In order to determine whether a supervisor is independent, the High Level group advises the Commission to offer a methodology for this purpose. ‘It is important that, to qualify as independent, the non-executive or supervisory director, apart from his directorship, has no further relationship, with the company, from which he derives material value. Certain relationships with the company, its executive directors or controlling shareholders may also impair independence.’ (Winter et al. 2002: 62) The High Level Group offers a list of relationships or circumstances that disqualify a supervisor from being independent.

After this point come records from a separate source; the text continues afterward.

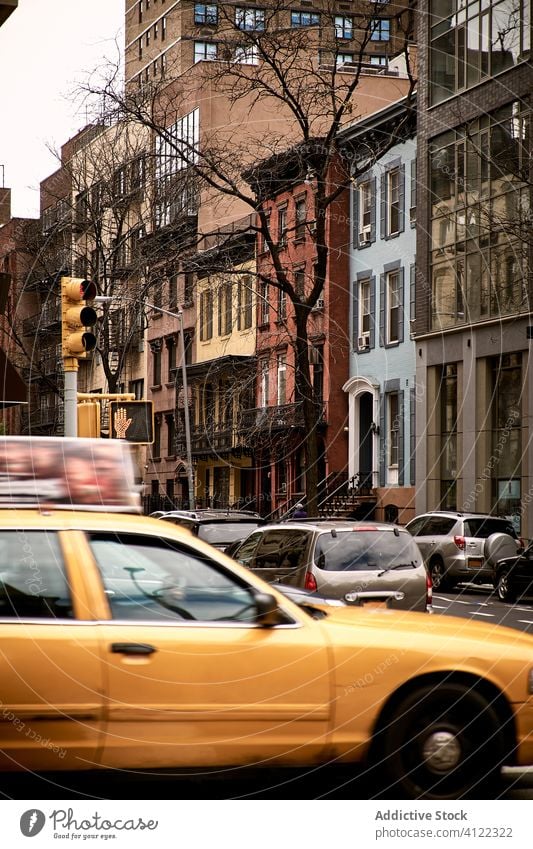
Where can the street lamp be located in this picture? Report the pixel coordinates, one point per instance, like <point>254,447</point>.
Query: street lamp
<point>102,299</point>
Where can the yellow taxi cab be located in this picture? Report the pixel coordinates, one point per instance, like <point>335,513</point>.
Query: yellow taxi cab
<point>128,643</point>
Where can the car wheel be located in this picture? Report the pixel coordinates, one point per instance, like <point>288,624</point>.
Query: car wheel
<point>504,588</point>
<point>438,576</point>
<point>442,742</point>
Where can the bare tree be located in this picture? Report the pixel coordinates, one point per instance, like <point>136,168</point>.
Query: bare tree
<point>287,90</point>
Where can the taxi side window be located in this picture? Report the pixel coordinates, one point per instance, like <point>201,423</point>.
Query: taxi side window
<point>149,578</point>
<point>33,583</point>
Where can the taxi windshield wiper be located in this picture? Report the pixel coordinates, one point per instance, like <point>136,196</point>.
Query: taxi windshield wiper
<point>411,565</point>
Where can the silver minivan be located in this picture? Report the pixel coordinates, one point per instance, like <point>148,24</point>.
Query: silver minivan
<point>453,545</point>
<point>340,558</point>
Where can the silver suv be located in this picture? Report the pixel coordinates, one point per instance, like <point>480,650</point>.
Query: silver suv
<point>453,545</point>
<point>336,558</point>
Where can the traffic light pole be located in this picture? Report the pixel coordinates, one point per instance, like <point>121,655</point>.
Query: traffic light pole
<point>70,366</point>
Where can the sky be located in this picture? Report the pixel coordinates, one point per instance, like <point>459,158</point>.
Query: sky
<point>46,46</point>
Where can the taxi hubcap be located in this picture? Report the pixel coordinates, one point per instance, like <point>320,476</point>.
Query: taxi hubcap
<point>441,751</point>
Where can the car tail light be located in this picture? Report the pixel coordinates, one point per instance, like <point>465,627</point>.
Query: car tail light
<point>429,590</point>
<point>310,582</point>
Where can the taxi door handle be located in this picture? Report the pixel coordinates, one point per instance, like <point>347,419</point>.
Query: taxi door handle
<point>132,648</point>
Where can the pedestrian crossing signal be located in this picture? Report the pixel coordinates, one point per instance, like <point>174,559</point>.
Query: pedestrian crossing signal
<point>132,421</point>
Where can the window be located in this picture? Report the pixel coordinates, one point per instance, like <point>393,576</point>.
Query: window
<point>304,19</point>
<point>301,217</point>
<point>250,19</point>
<point>225,318</point>
<point>156,363</point>
<point>205,13</point>
<point>171,435</point>
<point>282,379</point>
<point>364,313</point>
<point>282,225</point>
<point>171,351</point>
<point>507,455</point>
<point>365,210</point>
<point>343,58</point>
<point>317,358</point>
<point>393,201</point>
<point>264,305</point>
<point>476,272</point>
<point>151,579</point>
<point>138,172</point>
<point>172,290</point>
<point>33,583</point>
<point>343,27</point>
<point>380,29</point>
<point>247,55</point>
<point>264,386</point>
<point>137,387</point>
<point>448,431</point>
<point>282,305</point>
<point>156,447</point>
<point>120,181</point>
<point>393,306</point>
<point>206,315</point>
<point>299,281</point>
<point>188,287</point>
<point>393,420</point>
<point>245,300</point>
<point>470,42</point>
<point>204,51</point>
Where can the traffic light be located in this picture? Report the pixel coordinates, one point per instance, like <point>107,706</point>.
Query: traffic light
<point>89,419</point>
<point>132,421</point>
<point>77,317</point>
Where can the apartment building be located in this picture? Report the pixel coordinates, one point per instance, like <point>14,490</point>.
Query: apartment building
<point>381,387</point>
<point>473,285</point>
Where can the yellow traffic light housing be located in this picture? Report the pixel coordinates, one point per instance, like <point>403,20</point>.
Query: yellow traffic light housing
<point>77,317</point>
<point>89,419</point>
<point>132,421</point>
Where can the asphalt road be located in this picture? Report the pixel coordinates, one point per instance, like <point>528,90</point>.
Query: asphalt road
<point>480,603</point>
<point>469,602</point>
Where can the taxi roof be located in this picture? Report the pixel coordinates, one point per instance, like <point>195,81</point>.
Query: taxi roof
<point>67,473</point>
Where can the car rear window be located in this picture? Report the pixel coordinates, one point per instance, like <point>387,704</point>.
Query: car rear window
<point>483,528</point>
<point>354,551</point>
<point>225,532</point>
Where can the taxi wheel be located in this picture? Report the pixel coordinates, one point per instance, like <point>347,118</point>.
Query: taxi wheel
<point>442,742</point>
<point>504,588</point>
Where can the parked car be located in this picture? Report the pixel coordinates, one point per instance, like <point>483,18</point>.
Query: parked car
<point>220,528</point>
<point>514,574</point>
<point>335,557</point>
<point>129,644</point>
<point>452,545</point>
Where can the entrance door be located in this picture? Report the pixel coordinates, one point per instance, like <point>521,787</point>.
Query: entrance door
<point>365,439</point>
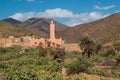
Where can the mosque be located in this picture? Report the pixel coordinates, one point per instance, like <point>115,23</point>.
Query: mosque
<point>51,42</point>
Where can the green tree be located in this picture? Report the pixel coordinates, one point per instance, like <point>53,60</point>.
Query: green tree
<point>87,44</point>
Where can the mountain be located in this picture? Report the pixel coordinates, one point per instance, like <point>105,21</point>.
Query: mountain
<point>104,30</point>
<point>7,29</point>
<point>40,26</point>
<point>12,21</point>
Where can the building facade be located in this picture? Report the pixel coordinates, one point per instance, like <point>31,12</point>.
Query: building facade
<point>51,42</point>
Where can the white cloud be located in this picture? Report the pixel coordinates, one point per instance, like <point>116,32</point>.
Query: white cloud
<point>104,7</point>
<point>30,0</point>
<point>72,18</point>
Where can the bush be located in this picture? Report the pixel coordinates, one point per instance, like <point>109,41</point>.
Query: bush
<point>110,52</point>
<point>78,66</point>
<point>2,50</point>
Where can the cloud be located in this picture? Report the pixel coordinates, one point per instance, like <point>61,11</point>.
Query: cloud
<point>30,0</point>
<point>104,7</point>
<point>58,13</point>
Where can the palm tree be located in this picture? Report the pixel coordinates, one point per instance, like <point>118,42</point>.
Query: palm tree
<point>87,44</point>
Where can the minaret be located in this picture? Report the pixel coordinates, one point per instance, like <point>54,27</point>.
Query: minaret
<point>52,30</point>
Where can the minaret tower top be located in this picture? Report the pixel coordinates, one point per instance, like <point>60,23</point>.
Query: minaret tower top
<point>52,30</point>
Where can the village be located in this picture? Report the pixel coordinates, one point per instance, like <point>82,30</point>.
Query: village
<point>32,41</point>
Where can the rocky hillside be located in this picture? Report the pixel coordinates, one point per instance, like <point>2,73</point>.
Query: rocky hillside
<point>7,29</point>
<point>103,30</point>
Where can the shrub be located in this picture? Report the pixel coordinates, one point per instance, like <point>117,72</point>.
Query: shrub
<point>78,66</point>
<point>110,52</point>
<point>2,50</point>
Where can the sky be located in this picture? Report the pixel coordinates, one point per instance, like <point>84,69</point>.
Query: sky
<point>69,12</point>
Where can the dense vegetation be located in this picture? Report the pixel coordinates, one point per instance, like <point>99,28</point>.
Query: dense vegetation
<point>46,64</point>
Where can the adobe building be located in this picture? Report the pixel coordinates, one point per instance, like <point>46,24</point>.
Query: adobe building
<point>51,42</point>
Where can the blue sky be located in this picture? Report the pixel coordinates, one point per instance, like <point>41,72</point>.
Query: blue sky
<point>69,12</point>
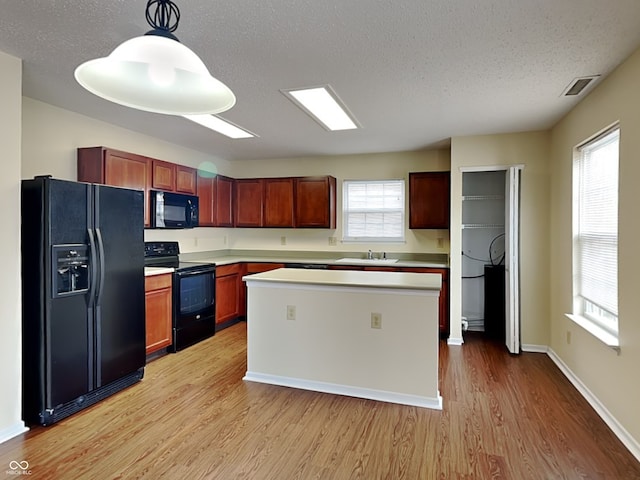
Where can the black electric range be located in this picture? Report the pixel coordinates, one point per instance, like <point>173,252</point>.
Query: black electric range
<point>193,294</point>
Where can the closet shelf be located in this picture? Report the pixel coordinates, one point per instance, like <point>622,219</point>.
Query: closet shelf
<point>482,197</point>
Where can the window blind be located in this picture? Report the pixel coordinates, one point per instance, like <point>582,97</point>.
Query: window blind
<point>373,210</point>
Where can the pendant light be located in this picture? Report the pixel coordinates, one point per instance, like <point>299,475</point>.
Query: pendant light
<point>155,72</point>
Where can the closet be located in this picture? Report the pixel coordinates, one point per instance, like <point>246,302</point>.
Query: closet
<point>483,251</point>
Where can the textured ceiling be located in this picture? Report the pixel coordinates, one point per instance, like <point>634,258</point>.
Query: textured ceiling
<point>414,73</point>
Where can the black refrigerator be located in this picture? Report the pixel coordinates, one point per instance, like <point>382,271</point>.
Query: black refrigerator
<point>83,313</point>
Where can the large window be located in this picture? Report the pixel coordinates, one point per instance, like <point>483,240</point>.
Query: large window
<point>373,210</point>
<point>596,235</point>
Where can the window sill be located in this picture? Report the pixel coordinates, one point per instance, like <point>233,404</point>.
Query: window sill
<point>601,334</point>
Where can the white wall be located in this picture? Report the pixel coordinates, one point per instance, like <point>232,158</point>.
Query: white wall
<point>10,303</point>
<point>532,150</point>
<point>611,378</point>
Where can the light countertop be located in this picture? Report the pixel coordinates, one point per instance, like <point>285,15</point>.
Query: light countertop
<point>350,278</point>
<point>229,259</point>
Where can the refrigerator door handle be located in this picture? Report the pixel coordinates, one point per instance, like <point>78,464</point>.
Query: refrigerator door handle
<point>101,261</point>
<point>94,268</point>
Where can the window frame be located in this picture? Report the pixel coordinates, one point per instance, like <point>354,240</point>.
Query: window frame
<point>586,312</point>
<point>346,238</point>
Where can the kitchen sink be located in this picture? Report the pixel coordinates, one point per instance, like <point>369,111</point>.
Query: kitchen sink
<point>366,261</point>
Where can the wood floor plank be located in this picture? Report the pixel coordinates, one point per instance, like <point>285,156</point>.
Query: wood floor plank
<point>192,416</point>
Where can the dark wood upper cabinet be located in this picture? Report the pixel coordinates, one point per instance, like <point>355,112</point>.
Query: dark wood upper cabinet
<point>224,201</point>
<point>206,201</point>
<point>113,167</point>
<point>429,200</point>
<point>278,202</point>
<point>186,180</point>
<point>164,175</point>
<point>315,202</point>
<point>249,197</point>
<point>215,196</point>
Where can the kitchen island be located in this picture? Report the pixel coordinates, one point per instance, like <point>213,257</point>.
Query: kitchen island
<point>359,333</point>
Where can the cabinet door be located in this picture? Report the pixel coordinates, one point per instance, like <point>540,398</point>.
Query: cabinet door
<point>164,176</point>
<point>278,202</point>
<point>185,179</point>
<point>224,202</point>
<point>120,169</point>
<point>248,199</point>
<point>228,283</point>
<point>158,312</point>
<point>206,196</point>
<point>315,203</point>
<point>429,200</point>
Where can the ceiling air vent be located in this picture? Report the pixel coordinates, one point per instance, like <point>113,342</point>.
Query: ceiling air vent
<point>577,85</point>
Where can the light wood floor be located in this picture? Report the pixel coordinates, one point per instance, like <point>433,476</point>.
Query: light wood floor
<point>192,417</point>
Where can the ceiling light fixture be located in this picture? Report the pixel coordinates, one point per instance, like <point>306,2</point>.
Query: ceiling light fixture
<point>221,126</point>
<point>155,72</point>
<point>324,106</point>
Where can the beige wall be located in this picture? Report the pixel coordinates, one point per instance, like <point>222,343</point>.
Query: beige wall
<point>530,149</point>
<point>612,378</point>
<point>10,304</point>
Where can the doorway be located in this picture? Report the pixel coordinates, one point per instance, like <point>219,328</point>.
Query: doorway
<point>490,253</point>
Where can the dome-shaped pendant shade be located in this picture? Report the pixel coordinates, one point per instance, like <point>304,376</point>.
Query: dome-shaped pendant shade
<point>156,74</point>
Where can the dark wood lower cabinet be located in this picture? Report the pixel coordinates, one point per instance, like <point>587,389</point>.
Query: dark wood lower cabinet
<point>228,283</point>
<point>158,311</point>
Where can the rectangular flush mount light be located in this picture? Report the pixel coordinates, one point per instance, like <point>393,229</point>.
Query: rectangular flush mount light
<point>324,106</point>
<point>221,126</point>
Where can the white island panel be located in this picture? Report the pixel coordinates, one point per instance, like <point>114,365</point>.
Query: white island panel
<point>331,347</point>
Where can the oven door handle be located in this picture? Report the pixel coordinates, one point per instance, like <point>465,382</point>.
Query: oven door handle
<point>200,271</point>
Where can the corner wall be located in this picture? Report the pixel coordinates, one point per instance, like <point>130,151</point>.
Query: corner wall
<point>10,303</point>
<point>609,377</point>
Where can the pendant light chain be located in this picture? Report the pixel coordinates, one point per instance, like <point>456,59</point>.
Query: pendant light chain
<point>166,12</point>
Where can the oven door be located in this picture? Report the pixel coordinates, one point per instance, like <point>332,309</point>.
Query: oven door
<point>194,295</point>
<point>194,306</point>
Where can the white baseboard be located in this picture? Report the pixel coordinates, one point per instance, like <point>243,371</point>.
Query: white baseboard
<point>12,431</point>
<point>380,395</point>
<point>625,437</point>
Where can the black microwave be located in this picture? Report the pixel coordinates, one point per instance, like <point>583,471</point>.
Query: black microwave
<point>173,210</point>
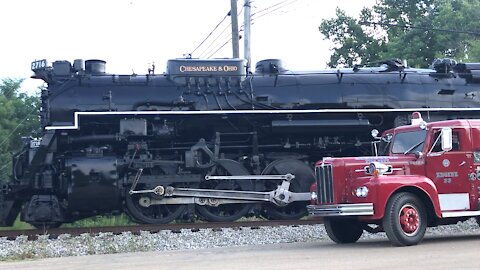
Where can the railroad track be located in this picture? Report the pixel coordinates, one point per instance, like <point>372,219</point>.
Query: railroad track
<point>136,229</point>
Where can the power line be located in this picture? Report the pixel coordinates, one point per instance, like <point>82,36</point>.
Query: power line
<point>409,26</point>
<point>275,8</point>
<point>230,39</point>
<point>211,47</point>
<point>208,49</point>
<point>203,41</point>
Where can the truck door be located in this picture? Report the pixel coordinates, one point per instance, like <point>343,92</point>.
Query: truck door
<point>451,170</point>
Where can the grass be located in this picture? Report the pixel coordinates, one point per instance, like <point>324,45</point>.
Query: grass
<point>98,221</point>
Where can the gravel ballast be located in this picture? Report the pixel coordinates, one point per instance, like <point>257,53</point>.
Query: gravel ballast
<point>107,243</point>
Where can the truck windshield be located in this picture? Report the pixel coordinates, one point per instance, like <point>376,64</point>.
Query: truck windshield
<point>408,142</point>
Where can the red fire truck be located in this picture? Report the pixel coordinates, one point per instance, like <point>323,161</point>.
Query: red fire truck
<point>426,174</point>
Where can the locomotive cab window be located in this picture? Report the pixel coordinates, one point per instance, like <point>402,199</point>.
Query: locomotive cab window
<point>408,142</point>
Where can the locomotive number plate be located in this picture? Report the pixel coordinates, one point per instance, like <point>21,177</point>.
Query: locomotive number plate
<point>39,64</point>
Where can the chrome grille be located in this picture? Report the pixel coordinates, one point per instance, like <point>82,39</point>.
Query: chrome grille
<point>324,178</point>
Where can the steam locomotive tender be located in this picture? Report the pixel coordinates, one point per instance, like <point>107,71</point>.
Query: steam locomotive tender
<point>208,138</point>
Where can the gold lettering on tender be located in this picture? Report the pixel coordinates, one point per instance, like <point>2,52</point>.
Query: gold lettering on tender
<point>225,68</point>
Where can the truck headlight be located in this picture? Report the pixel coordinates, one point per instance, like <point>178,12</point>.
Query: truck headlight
<point>361,192</point>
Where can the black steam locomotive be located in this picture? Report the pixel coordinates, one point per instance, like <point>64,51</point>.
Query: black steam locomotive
<point>207,138</point>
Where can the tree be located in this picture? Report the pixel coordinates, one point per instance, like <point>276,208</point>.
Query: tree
<point>18,117</point>
<point>416,30</point>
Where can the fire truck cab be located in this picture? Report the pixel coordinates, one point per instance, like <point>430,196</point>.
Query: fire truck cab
<point>427,174</point>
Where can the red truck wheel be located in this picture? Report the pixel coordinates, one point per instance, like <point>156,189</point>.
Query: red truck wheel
<point>405,220</point>
<point>343,231</point>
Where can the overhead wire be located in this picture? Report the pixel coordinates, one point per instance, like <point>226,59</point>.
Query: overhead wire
<point>215,28</point>
<point>410,26</point>
<point>216,47</point>
<point>276,7</point>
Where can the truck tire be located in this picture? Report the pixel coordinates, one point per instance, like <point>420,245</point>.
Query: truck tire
<point>343,231</point>
<point>405,219</point>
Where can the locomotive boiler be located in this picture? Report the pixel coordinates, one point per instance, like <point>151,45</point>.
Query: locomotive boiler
<point>209,139</point>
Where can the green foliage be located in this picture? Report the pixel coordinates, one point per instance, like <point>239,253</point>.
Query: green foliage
<point>439,29</point>
<point>18,117</point>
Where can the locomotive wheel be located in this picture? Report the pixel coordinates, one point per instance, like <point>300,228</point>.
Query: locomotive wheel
<point>304,178</point>
<point>343,231</point>
<point>154,214</point>
<point>405,220</point>
<point>232,211</point>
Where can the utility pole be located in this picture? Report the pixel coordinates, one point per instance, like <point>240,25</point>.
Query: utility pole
<point>235,39</point>
<point>246,38</point>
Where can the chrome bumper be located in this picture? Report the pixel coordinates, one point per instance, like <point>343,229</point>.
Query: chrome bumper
<point>331,210</point>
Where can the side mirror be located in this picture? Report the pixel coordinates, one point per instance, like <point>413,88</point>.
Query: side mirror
<point>446,139</point>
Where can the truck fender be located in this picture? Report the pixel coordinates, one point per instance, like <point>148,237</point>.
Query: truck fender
<point>421,186</point>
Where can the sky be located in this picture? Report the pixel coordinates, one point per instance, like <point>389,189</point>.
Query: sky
<point>132,34</point>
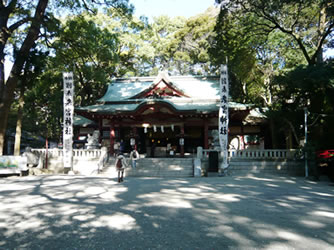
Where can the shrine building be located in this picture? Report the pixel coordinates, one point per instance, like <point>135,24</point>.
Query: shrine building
<point>161,114</point>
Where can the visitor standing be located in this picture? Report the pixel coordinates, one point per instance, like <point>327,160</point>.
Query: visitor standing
<point>134,156</point>
<point>116,148</point>
<point>120,166</point>
<point>121,147</point>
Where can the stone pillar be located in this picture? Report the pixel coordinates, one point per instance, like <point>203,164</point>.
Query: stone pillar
<point>182,137</point>
<point>112,138</point>
<point>206,134</point>
<point>135,136</point>
<point>100,130</point>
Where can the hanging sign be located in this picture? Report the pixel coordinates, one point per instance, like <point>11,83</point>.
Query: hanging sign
<point>223,115</point>
<point>68,119</point>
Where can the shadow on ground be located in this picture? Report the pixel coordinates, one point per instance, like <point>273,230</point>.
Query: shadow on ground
<point>76,212</point>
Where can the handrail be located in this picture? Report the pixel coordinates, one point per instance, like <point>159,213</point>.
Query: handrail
<point>257,153</point>
<point>82,153</point>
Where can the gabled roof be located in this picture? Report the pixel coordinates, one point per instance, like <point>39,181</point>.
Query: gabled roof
<point>183,86</point>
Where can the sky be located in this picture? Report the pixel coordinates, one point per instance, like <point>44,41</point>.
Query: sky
<point>172,8</point>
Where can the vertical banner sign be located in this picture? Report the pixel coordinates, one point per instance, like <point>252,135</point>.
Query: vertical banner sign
<point>68,119</point>
<point>223,115</point>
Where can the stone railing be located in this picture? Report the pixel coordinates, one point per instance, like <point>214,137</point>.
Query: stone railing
<point>82,153</point>
<point>265,154</point>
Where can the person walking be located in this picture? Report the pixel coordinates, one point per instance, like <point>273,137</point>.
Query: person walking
<point>120,166</point>
<point>134,156</point>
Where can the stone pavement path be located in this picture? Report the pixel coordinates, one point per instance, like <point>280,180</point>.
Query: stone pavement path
<point>79,212</point>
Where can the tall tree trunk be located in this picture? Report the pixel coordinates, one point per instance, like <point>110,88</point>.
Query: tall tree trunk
<point>7,94</point>
<point>17,146</point>
<point>273,133</point>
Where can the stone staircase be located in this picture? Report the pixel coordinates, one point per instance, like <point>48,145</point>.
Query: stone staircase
<point>155,167</point>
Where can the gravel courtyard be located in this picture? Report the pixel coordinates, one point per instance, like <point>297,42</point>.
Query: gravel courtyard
<point>80,212</point>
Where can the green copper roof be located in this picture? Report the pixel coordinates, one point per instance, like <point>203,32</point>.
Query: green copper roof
<point>81,121</point>
<point>192,86</point>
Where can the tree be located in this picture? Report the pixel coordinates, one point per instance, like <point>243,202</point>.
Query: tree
<point>309,23</point>
<point>188,48</point>
<point>30,16</point>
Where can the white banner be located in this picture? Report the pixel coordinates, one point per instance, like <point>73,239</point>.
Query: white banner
<point>223,115</point>
<point>68,119</point>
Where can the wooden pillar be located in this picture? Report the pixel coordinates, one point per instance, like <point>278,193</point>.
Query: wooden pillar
<point>243,146</point>
<point>112,138</point>
<point>135,136</point>
<point>206,134</point>
<point>100,129</point>
<point>182,136</point>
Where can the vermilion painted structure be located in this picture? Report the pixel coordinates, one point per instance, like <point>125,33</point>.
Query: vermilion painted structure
<point>167,112</point>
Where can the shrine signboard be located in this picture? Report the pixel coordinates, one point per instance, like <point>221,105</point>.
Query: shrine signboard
<point>68,120</point>
<point>223,115</point>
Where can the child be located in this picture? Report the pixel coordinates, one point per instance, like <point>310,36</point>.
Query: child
<point>120,166</point>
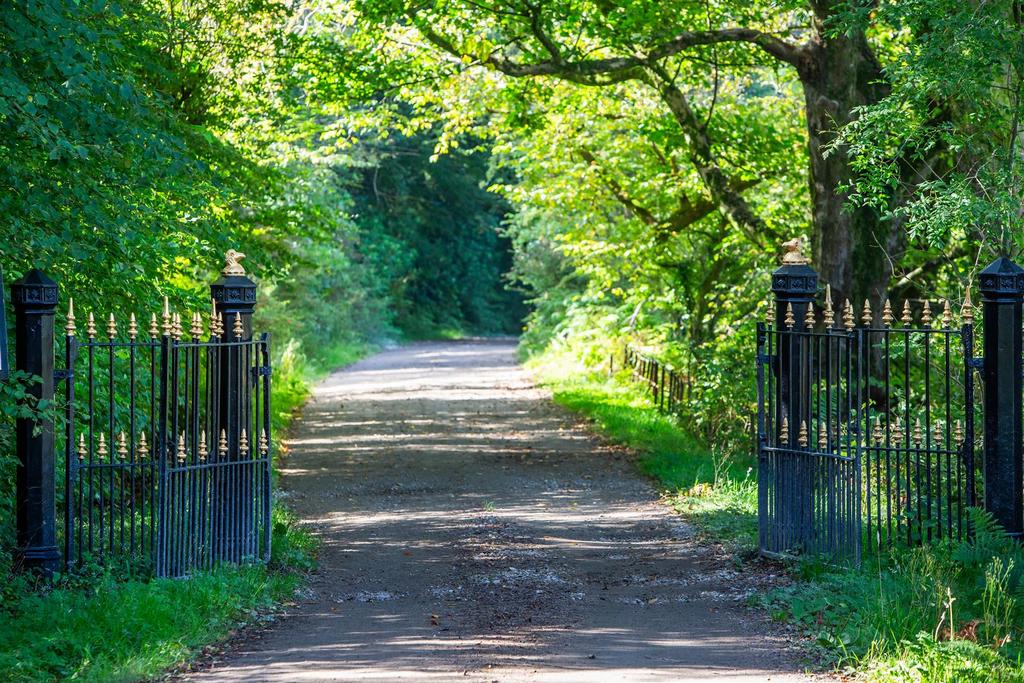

Related parties and family relationships should also be considered when the following relationships and circumstances are assessed:
‘Those who are employed by the company, or have been employed in a period of five years prior to the appointment as NED or supervisory director;
Those who receive any fee for consulting or advising or otherwise, from the company or its executive managers;
Those who receive remuneration from the company which is dependent on the performance of the company (e.g. share options or performance related bonuses, etc.);
Those who, in their capacity as NED or supervisory directors of the company, monitor an executive director who is NED or supervisory director in another company in which they are an executive director, and other forms of interlocking directorships;
Those who are controlling shareholders, acting alone or in concert, or their representatives. Controlling shareholder for the purposes of this rule could be defined, as a minimum, as a shareholder who, alone or in concert, holds 30% or more of the share capital of the company. ’(Winter et al. 2002: 62-63)
This advice should be implemented in a Recommendation and the enforcement should be based on the comply or explain principle. Companies should either comply with the requirements or state in their annual report to what extent and the reason why they do not comply.